Let $\mathcal{B}\left(\mathbb{R}\right)$ be the Borel $\sigma$-field of $\mathbb{R},$ i.e. the $\sigma$-field generated by the class of open sets in $\mathbb{R}$.
Let $\mathcal{B}\left(\mathbb{R}^d\right)$ be the Borel $\sigma$-field of $\mathbb{R}^d,$ i.e. the $\sigma$-field generated by the class of open sets in $\mathbb{R}^d$.

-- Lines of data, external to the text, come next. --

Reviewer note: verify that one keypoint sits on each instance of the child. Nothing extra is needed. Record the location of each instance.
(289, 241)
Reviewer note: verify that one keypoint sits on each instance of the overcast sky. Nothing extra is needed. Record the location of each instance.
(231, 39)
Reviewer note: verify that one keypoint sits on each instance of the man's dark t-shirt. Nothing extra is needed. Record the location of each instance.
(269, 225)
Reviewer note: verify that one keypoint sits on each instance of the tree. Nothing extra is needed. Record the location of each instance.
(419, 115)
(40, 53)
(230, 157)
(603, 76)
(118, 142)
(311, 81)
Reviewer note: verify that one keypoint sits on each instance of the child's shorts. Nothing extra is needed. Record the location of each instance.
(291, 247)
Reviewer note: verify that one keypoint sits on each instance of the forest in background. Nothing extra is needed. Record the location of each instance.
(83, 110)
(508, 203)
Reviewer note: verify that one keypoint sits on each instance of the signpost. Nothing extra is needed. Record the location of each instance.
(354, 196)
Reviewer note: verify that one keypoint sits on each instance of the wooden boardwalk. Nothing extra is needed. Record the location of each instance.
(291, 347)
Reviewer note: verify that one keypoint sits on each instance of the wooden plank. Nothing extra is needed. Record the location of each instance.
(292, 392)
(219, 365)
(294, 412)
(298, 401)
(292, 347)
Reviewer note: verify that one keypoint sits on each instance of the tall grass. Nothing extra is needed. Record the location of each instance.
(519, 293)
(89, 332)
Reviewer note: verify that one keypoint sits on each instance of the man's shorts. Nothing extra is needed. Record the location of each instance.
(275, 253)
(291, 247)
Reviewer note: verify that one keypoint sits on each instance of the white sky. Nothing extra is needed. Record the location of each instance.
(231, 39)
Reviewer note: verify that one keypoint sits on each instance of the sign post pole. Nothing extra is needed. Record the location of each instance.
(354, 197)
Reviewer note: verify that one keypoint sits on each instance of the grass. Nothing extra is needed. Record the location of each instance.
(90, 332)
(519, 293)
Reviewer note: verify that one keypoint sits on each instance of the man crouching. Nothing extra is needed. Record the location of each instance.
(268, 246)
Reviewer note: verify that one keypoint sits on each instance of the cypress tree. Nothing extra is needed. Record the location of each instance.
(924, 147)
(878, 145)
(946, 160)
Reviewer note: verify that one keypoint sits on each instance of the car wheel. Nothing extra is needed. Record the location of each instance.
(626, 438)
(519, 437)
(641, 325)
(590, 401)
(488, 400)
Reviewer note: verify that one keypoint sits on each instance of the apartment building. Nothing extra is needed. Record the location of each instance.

To show that $\mathcal{B}\left(\mathbb{R}^d\right)=\left\{\mathcal{B}\left(\mathbb{R}\right)\right\}^d,$
where $\left\{\mathcal{B}\left(\mathbb{R}\right)\right\}^d$ denotes the cartesian product $\mathcal{B}\left(\mathbb{R}\right) \times \cdots \times \mathcal{B}\left(\mathbb{R}\right) (d \text{ times})$.
The claim is not true; just look at an open set of $\mathbb{R}^d$ which is not the product of open sets of $\mathbb{R}$, like the unit ball. It would be true that the Borel subsets of $\mathbb{R}^d$ are generated by $\mathcal{B}(\mathbb{R})^d$.